The two motions can be found here and here. The government made its move even as the Supreme Court apparently was considering whether to call for new briefs on the interrelationship between the two pending cases on detainees’ legal rights, and the D.C. Circuit Court’s action on court review of detainees’ challenges.

The latest gestures by the government may well complicate the Court’s anticipated decision this Term in the cases of Boumediene v. Bush (06-1195) and Al Odah v. U.S. (06-1196). Those cases test whether the Guantanamo detainees have any constitutional rights, whether they retain any right to file habeas petitions to challenge their long-term confinement, and whether the court review that Congress wanted substituted for habeas review is an adequate replacement. While the Supreme Court held a hearing on those cases on Dec. 5, it had indicated earlier that it would call for supplemental briefs after the Circuit Court finished its work on the follow-up issues involving the scope of the government’s duty to reveal to the courts the types of information it has about detainees, perhaps including even information that was not considered by military panels (Combatant Status Review Tribunals) in deciding for or against “enemy combatant” designations. The Circuit Court issued its decision on that information-supplying question July 20 in the cases of Bismullah v. Gates (Circuit docket 06-1197) and Parhat v. Gates (06-1397), but since then it has been pondering a Justice Department plea to reconsider that ruling before the full D.C. Circuit Court of ten judges. Last Friday, dividing 5-5, the Circuit Court refused to rehear the decision, thus making it final.

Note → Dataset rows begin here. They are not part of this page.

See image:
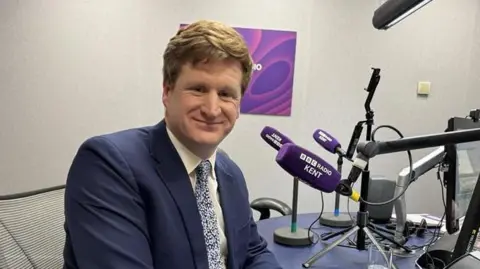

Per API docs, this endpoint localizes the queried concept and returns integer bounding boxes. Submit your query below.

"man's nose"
[202,91,221,118]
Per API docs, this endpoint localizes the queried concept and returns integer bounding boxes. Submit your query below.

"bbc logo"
[300,153,318,167]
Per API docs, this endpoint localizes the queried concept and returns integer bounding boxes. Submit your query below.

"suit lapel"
[151,121,208,268]
[215,157,236,268]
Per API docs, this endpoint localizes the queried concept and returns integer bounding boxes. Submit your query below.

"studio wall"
[0,0,480,216]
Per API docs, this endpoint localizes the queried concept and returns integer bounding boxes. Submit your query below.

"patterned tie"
[195,161,224,269]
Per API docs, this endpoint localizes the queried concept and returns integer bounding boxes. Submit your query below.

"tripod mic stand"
[302,68,410,269]
[273,177,313,246]
[319,155,353,228]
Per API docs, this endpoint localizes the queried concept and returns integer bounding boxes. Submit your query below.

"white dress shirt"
[167,128,228,266]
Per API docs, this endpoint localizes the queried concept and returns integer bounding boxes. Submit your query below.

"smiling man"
[64,20,280,269]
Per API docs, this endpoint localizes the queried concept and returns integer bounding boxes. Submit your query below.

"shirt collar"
[167,126,217,179]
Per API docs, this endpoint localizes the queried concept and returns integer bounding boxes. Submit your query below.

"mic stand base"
[273,227,313,246]
[319,213,353,228]
[302,226,398,269]
[302,211,411,268]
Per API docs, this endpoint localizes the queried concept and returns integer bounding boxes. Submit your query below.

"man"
[64,20,280,269]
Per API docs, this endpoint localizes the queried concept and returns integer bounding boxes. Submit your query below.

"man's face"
[162,60,242,154]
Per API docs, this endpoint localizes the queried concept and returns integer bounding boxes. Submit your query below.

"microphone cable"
[307,192,325,246]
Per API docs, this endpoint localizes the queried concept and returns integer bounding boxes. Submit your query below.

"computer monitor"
[444,117,480,234]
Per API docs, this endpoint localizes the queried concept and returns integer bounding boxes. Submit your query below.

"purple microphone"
[313,129,347,157]
[260,126,293,150]
[275,144,341,193]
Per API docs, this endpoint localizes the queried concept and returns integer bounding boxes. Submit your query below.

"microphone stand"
[302,68,411,269]
[273,177,313,246]
[319,155,353,228]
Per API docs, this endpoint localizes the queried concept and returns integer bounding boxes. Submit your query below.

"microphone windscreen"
[313,129,342,153]
[275,144,341,192]
[260,126,293,150]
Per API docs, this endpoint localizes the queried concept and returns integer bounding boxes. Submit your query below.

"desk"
[257,213,431,269]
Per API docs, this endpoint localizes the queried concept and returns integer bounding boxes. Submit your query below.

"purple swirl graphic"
[235,28,297,116]
[181,24,297,116]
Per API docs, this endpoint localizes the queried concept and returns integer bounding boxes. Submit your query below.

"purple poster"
[181,24,297,116]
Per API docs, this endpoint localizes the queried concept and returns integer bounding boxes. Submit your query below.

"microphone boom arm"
[357,128,480,161]
[393,146,445,245]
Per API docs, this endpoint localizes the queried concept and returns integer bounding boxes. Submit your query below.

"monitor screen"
[444,117,480,234]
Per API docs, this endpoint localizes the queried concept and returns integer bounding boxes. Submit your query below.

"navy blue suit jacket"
[64,121,280,269]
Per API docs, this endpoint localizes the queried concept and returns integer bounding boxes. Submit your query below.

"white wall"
[0,0,480,217]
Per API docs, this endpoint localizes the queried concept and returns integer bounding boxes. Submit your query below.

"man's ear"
[162,83,172,107]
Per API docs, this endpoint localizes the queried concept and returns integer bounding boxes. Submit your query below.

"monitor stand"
[416,175,480,269]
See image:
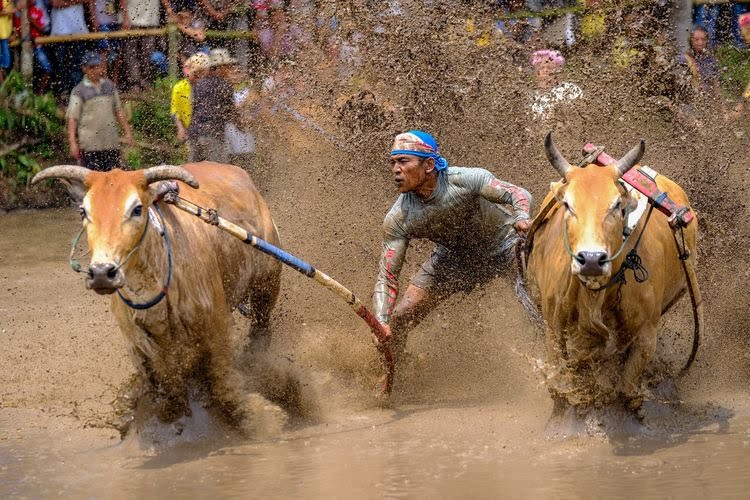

By signaling that it is moving ahead now with an appeal in the Bismullah/Parhat litigation, the Justice Department put the Supreme Court on notice that it wanted swift action, since it indicated in its motions that it believes the Boumediene/Al Odah cases and the Bismullah-Parhat cases are intertwined. Whatever the Court might be preparing to decide in the former will surely affect how the Circuit Court handles detainee cases governed by the latter ruling, according to the motions filed Monday.

Some briefs are coming due in the Circuit Court in the pending detainee cases there, and the government said it needs to delay those filing deadlines while it moves to the Supreme Court with the new test case in the Bismullah/Parhat litigation. It asked for a 14-day delay in briefs that are now due on Wednesday in that court. The 180 or so cases now pending there were filed by Guantanamo prisoners under the Detainee Treatment Act of 2005 — the law that Congress passed in hopes of shunting all detainee cases to the Circuit Court with less rigorous judicial review than would be available if the prisoners retained the right to bring habeas petitions. Congress, in passing the Military Commissions Act of 2006, sought to wipe out all habeas challenges by war-on-terrorism captives, leaving them only the option of pursuing the more limited DTA route.

In the Boumediene/Al Odah cases now awaiting a decision in the Supreme Court, the Justices are weighing whether Congress had the constitutional authority to wipe out habeas rights for the detainees. It is unclear whether the Justices have made much progress in crafting a ruling in that case, even though two months have passed since it heard oral argument. The Court has not yet indicated whether it will follow up on its earlier indication it would ask for added briefing in the Boumediene/Al Odah cases on the impact on them of the Bismullah/Parhat litigation once that was resolved in the Circuit Court.